Let's continue on just a bit.

She went to the baker's
To buy him some bread;
When she came back
The dog was dead.

Many scholars believe the woman was of Russian heritage.  She was forced to wait so long in lines for the basics, such as bread and cheese, that her dog starved to death while she was gone.

As the story unfolds, the truth comes out.  We find out the dog did not actually die.  He laughed at her when she came home from the undertaker's, so he obviously had a good sense of humor.  He smokes a pipe, sends her out for beer, white and red wine, fruit, a new jacket, a hat - followed shortly by a wig - so we really don't know why he wanted the hat - shoes, linen, and a hose.

Since the translation is a little questionable, for all we know he may have sent her out not for hose, but for hos (not of the garden variety) - aka bitches, as in female dogs.  She was his personal pimp!

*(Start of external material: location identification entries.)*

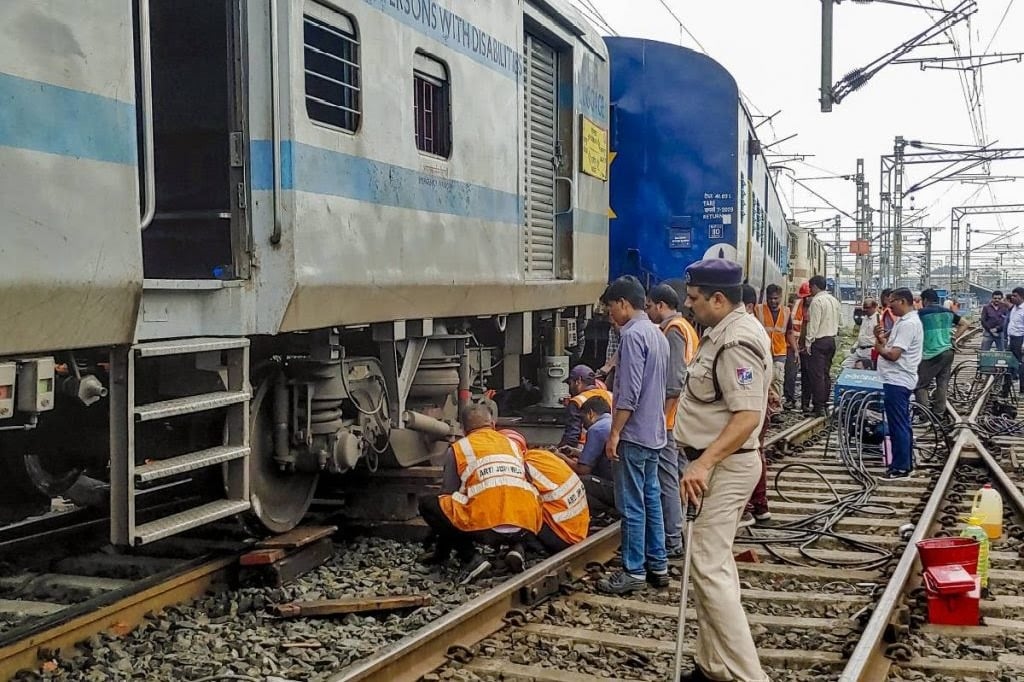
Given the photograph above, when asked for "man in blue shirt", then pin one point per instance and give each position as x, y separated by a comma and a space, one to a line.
637, 436
595, 470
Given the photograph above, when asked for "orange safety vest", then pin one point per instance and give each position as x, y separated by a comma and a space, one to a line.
690, 343
580, 398
563, 499
494, 489
797, 315
775, 328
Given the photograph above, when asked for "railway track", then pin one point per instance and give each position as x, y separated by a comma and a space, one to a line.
845, 606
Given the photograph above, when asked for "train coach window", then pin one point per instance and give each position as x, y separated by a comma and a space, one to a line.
432, 105
332, 68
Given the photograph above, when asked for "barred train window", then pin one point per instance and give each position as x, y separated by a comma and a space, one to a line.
432, 105
332, 69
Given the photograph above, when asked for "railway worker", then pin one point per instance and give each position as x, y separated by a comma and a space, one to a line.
860, 354
563, 500
485, 498
663, 308
750, 296
899, 354
595, 470
937, 351
636, 437
797, 343
820, 329
792, 358
993, 321
720, 413
584, 384
1015, 331
775, 318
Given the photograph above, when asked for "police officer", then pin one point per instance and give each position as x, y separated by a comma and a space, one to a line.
721, 411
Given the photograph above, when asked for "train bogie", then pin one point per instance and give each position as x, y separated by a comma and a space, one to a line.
355, 216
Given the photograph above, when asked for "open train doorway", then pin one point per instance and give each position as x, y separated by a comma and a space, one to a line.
199, 230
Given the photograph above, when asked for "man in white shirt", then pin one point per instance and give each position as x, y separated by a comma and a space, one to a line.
821, 326
1015, 330
860, 354
899, 355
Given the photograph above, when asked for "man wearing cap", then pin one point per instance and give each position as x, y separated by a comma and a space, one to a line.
485, 498
663, 308
720, 414
583, 384
636, 438
595, 470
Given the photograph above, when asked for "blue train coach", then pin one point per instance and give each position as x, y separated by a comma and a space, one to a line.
689, 179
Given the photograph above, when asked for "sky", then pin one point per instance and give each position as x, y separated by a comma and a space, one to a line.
772, 48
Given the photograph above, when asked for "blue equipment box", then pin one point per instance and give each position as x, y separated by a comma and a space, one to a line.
858, 381
995, 361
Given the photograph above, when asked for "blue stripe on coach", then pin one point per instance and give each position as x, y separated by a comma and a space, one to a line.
320, 171
51, 119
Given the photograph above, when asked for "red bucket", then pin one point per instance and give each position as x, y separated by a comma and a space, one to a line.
949, 551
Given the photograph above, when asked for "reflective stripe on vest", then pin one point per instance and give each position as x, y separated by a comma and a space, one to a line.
563, 498
494, 487
775, 328
580, 398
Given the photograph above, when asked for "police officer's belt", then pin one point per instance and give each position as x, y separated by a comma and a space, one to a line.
692, 453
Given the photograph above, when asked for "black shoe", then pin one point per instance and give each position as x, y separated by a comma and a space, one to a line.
474, 568
658, 581
695, 676
515, 559
621, 583
437, 557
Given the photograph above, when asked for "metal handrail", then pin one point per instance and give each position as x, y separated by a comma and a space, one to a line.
145, 66
275, 120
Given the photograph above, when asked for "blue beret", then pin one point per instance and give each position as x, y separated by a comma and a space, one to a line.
715, 272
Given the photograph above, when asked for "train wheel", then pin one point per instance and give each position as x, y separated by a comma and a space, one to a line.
22, 499
280, 500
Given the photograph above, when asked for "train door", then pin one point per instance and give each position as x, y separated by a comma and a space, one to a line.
540, 133
199, 230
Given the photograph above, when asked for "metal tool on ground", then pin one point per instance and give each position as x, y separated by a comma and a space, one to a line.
692, 511
325, 607
283, 558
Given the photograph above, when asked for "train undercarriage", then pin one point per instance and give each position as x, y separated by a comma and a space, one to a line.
249, 426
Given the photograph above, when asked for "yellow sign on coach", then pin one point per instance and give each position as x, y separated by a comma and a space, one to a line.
594, 158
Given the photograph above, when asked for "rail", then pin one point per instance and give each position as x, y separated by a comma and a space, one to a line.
425, 650
859, 666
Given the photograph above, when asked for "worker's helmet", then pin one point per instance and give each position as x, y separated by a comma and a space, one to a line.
516, 437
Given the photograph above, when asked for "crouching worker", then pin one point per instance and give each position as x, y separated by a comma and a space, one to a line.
485, 498
563, 500
595, 470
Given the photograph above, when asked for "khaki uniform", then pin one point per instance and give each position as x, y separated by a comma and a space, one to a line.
725, 647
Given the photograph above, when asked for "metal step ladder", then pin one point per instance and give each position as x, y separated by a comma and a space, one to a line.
125, 415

We soon realize the dog had some amazing talents.  Listed among those we are told of are the ability to: sit in a chair; stand on his head; play the flute; ride a goat; feed the cat; dance a jig; read; spin - which I assume means to make clothing and not ride a stationary bike as a workout; and cross dress.
We'll never know the full extent of his abilities.
The story closes as such:

This wonderful dog
Was Dame Hubbard's delight,
He could read, he could dance,
He could sing, he could write;
She gave him rich dainties
Whenever he fed,
And erected a monument
When he was dead.

Now you can see why nobody trusts a politician.  They use part of a story to scare people into going along with them to get what they want.  She fed him whatever he wanted, was at his beck and call to get him anything he desired, and had enough money to memorialize him when he died!!

I fail to see how a woman with such obvious means deserved any assistance from our government or from our taxes.  That, my friends, is a classic example of how people take advantage of the system.

Sad.

2 comments:

championm2000 said...

You should run for office. You make more sense here than most politicians...

Helene said...

Where do you come up with this stuff? !! Very creative!!

I want a dog who can read and write. Then he could help my kids with their homework while I sit on the sofa watching Jerry Springer and eating bon bons.